MS: We’re starting to see more multi-asset hybrid fund structures – structures that are trying to mix long-dated assets with short-dated assets and it is quite difficult to deal with the potential need to meet liquidity requirements of investors while at the same time dealing with the risk that a particular position will need to be held to maturity.

So there’s a lot of hard work around structuring, and managers are either moving from a more stereotypical hedge fund structure into a closed-ended product with various liquidity management tools built in, or from more of a closed-ended structure but building in a mechanism for early withdrawal such as withdrawal proceeds being paid out on a run-off basis or some kind of evergreen mechanism. I would guess that this is likely to increase in the future because the investor group interested in investing in more illiquid assets is broadening.

CM: 2020 will be all about ESG. The commitment to ESG is already there in many businesses – the employees drive it and the investment team drives it but now demand is coming from LPs.

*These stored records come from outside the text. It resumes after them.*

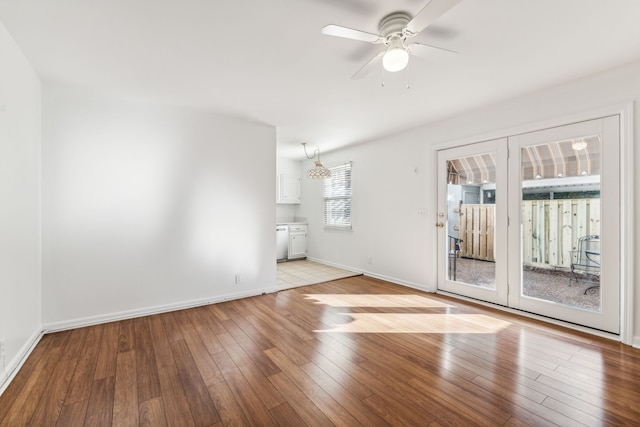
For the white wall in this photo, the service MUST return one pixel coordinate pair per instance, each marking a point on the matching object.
(386, 222)
(284, 211)
(388, 179)
(20, 319)
(148, 208)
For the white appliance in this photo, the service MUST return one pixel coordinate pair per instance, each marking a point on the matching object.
(282, 242)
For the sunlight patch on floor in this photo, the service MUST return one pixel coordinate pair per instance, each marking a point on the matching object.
(417, 323)
(375, 300)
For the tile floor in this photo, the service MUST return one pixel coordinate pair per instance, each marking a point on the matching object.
(292, 274)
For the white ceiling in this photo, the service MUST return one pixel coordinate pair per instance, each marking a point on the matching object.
(266, 60)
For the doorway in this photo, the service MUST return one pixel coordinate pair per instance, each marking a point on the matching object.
(531, 222)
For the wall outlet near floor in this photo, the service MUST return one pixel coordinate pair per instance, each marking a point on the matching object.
(3, 354)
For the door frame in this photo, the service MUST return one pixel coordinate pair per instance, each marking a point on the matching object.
(499, 294)
(627, 212)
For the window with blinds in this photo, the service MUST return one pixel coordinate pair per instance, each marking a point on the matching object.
(337, 197)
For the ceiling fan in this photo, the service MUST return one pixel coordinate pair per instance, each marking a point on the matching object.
(395, 29)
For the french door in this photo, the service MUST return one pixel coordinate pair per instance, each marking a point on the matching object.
(532, 222)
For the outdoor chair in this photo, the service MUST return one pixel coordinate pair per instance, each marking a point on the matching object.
(586, 259)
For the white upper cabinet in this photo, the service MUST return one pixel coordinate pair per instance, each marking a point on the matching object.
(288, 188)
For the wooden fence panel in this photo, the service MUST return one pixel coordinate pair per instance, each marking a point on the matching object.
(551, 230)
(477, 231)
(557, 226)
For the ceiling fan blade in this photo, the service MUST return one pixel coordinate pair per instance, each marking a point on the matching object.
(348, 33)
(376, 61)
(432, 11)
(429, 52)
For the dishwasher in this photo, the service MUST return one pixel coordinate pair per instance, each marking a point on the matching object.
(282, 242)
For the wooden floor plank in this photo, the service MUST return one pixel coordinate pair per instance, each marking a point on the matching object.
(176, 406)
(106, 363)
(323, 400)
(202, 408)
(251, 404)
(152, 413)
(277, 359)
(22, 409)
(125, 400)
(146, 367)
(100, 409)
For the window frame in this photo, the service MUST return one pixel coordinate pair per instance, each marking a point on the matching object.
(341, 190)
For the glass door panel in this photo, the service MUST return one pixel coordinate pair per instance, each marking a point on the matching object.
(561, 221)
(565, 201)
(468, 216)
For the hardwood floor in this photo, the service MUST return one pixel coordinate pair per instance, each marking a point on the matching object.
(356, 351)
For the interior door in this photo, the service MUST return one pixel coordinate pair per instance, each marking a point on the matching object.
(472, 221)
(565, 223)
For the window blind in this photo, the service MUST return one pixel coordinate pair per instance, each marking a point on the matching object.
(337, 197)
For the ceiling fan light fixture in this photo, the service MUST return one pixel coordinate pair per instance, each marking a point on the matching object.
(395, 59)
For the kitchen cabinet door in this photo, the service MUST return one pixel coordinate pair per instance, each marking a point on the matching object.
(288, 188)
(297, 245)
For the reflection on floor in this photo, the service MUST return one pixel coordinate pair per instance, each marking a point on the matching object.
(292, 274)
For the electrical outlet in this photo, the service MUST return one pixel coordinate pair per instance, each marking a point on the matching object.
(3, 354)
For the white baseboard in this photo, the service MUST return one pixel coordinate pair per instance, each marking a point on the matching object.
(16, 363)
(374, 275)
(130, 314)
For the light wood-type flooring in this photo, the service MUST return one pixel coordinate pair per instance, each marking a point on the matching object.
(356, 351)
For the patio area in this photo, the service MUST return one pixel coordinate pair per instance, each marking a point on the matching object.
(550, 285)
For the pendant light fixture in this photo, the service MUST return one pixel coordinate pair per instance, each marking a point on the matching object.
(319, 171)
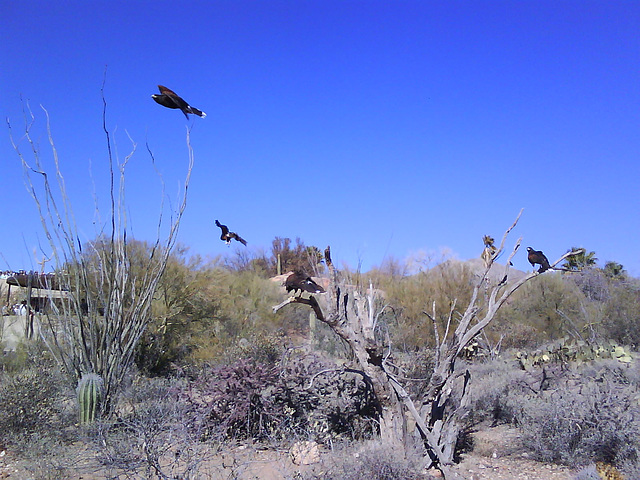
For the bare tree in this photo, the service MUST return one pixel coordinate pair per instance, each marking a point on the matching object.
(354, 316)
(95, 327)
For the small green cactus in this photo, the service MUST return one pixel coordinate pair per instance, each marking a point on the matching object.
(89, 391)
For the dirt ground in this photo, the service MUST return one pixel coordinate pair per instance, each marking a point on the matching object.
(496, 456)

This means that we need to be more formal in how we document our commitment to ESG and we have to demonstrate to LPs how we are applying ESG in our everyday investing.

MT: I’m quite curious about how the regulation is going to evolve at the EU and national level given the importance of private debt funds in the real economy and direct lending and how that’s going to impact the deals that managers will be able to do in the future.

Obviously, there’s more firepower and the possibility to do bigger deals. I think it will be interesting to see the effect of much more money and much more competition in certain markets.

But I’m also wondering whether there will be a push to get into markets that are less developed and where there is less competition; maybe certain markets outside of Europe. If the cycle changes, it’s going to be a real test for private debt managers to see what will need to be done in terms of restructuring and whether certain managers will, for example, take equity positions. Those are all things I think that might be interesting in the coming years.